Le gouvernement provincial a annoncé une augmentation salariale de 0,75$ l’heure pour les éducatrices de la petite enfance qui sont titulaires d’une formation collégiale ou universitaire en éducation de la petite enfance ou dans un domaine relié à la profession.

Le ministre de l’Éducation et du Développement de la petite enfance, Dominic Cardy, en a fait l’annonce jeudi à la garderie Tender Tots Childcare à Rothesay, en banlieue de Saint-Jean.

Plus de 1000 éducatrices pourraient être admissibles à cette augmentation salariale qualifiée de «passionnante» par le ministre et qui est effective depuis le 1er avril.

Avec cette mesure, les éducatrices qualifiées verront donc leur salaire grimper à au moins 17,25$ l’heure.

Le gouvernement provincial prévoit consacrer 1 million $ au cours de la prochaine année afin de pouvoir ainsi bonifier le salaire des éducatrices de la petite enfance admissibles à la mesure.

Un passage de l’Acadie Nouvelle dans quelques centres de soins et d’éducation de la région de Grand-Sault et ailleurs avant même l’annonce faite par l’ancien chef provincial néo-démocrate a permis de constater que la nouvelle est loin d’avoir suscité une explosion de joie chez celles qui se consacrent au bien-être des tout jeunes Néo-Brunswickois.

«Je suis vraiment déçu! Le travail d’éducatrice est tout ce qui a de plus demandant, en bas d’un salaire que je juge raisonnable à 22$ l’heure, il n’y a rien d’impressionnant dans cette annonce», a affirmé Mylène Bourgoin, du Centre de soins et d’éducation Mickey & Minnie, à Saint-André.

Comme bien d’autres, celle-ci à tôt fait de mettre en lumière le fait que le gouvernement libéral précédant avait annoncé en décembre 2017 qu’il allait faire grimper le salaire des éducatrices à 19$/h d’ici l’année 2023, afin de faire en sorte que le Nouveau-Brunswick ne soit plus la province où les éducatrices en garderie sont les moins bien payés au pays.

À Grand-Sault, des éducatrices d’expérience qui oeuvrent au Centre Happy Feet ont quant à elles indiqué qu’au moins la moitié du personnel ne pourra bénéficier de cette augmentation salariale puisque les employées en question ne sont pas titulaires d’un diplôme universitaire ou collégial.

«Cette hausse de salaire pour les plus chanceuses viendra à peine combler la hausse récente du prix de l’essence», a raconté l’une d’elles qui ne s’attend même pas comme plusieurs de ses collègues à profiter de cette bonification salariale.

En fait, avec un salaire variant entre généralement entre 14$ et 17.25$ l’heure, les éducatrices du Nouveau-Brunswick font figure d’enfants pauvres lorsqu’on regarde les salaires versés à leurs consoeurs du Québec dont le salaire peut aisément atteindre 25$ par heure de travail.
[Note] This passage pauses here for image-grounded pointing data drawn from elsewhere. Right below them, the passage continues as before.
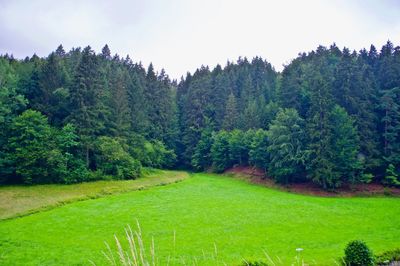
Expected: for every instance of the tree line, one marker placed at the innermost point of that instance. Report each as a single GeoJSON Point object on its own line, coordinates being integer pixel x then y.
{"type": "Point", "coordinates": [331, 116]}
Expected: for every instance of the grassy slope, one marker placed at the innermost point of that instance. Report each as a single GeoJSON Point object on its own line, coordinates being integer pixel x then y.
{"type": "Point", "coordinates": [241, 219]}
{"type": "Point", "coordinates": [22, 200]}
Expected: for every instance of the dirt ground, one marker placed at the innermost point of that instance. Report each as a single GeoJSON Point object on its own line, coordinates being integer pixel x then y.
{"type": "Point", "coordinates": [257, 176]}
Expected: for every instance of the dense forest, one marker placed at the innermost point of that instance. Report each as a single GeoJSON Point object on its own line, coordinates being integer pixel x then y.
{"type": "Point", "coordinates": [331, 117]}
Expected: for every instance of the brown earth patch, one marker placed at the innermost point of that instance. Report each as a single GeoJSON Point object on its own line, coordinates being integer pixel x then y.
{"type": "Point", "coordinates": [257, 176]}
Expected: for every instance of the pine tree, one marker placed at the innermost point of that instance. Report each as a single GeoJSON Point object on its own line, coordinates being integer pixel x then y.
{"type": "Point", "coordinates": [346, 145]}
{"type": "Point", "coordinates": [389, 104]}
{"type": "Point", "coordinates": [287, 146]}
{"type": "Point", "coordinates": [86, 108]}
{"type": "Point", "coordinates": [231, 114]}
«Même avec ce salaire bonifié, j’oublie l’idée de pouvoir combler des postes vacants en allant recruter au Québec. Qui voudra venir travailler à Saint-Jean pour près de 10$/h de moins par semaine?», se questionne Michel Côté, le directeur général de l’Association régionale de la communauté francophone de Saint-Jean.
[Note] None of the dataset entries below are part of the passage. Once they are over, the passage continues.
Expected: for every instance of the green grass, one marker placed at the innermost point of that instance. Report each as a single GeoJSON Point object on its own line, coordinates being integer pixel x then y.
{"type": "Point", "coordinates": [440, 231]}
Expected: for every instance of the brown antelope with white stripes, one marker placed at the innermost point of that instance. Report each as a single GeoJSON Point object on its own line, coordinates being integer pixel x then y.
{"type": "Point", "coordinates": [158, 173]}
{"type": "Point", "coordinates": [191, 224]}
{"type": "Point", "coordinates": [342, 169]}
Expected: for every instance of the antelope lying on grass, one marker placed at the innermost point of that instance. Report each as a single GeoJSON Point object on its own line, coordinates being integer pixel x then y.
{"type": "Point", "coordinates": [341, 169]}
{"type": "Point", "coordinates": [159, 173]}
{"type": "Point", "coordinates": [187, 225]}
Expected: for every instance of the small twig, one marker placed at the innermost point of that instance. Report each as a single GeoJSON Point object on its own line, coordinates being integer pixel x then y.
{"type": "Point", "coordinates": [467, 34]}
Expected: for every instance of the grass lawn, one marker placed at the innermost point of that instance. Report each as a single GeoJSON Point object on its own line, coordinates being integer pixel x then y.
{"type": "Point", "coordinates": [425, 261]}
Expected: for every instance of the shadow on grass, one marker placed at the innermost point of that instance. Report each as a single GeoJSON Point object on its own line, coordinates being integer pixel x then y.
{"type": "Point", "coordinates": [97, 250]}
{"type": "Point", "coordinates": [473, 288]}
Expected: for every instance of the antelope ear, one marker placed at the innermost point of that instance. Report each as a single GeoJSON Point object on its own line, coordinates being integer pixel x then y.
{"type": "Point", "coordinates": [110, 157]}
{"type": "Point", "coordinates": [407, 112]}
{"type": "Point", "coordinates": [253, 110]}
«C’est un pas dans la bonne direction, mais c’est loin d’être suffisant et significatif. Certaines de nos éducatrices vont continuer à nous quitter pour aller travailler comme aide-enseignante à un salaire beaucoup plus élevé, ce qui va en rien régler la problématique de rétention des employés», raconte le dirigeant de l’association francophone qui gère désormais l’un des plus importants services de garde de la province à Saint-Jean et à Quispamsis.
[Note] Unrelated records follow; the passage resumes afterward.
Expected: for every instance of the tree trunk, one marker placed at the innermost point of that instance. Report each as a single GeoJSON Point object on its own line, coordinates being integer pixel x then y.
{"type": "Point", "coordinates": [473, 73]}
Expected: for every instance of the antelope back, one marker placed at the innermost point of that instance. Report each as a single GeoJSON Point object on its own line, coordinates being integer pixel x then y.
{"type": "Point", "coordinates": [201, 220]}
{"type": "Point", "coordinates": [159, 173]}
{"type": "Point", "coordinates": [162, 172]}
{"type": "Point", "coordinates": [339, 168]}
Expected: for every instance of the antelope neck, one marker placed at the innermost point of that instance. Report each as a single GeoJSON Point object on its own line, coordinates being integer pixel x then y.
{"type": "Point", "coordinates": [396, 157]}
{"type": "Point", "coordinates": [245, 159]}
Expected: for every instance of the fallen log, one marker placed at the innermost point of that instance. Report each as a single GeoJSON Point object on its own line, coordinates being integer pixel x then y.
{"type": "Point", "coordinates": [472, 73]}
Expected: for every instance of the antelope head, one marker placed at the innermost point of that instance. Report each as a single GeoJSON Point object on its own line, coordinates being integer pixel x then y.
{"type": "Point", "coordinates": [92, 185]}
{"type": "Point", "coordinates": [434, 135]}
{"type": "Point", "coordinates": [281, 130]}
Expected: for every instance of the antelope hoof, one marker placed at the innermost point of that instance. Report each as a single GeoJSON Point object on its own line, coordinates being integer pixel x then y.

Le Regroupement féministe du Nouveau-Brunswick a également accueilli l’annonce gouvernementale avec une certaine réserve.

«Cette augmentation est un pas dans la bonne direction, cela signifie que les éducatrices qualifiées gagneront au moins 17,25$ de l’heure. En revanche, afin d’atteindre l’équité salariale, les études démontrent que leurs salaires devaient être autour de 20$ en 2012. L’équité salariale est donc loin d’être atteinte», a affirmé Monique Brideau, la vice-présidente de l’organisme.

«Comme plusieurs emplois à prédominance féminine, le domaine de la petite enfance est sous-valorisé. Il est nécessaire de reconnaitre l’apport inestimable des éducatrices dans le développement de l’enfance ainsi que leur rôle, en milieu francophone minoritaire, comme passeurs culturels.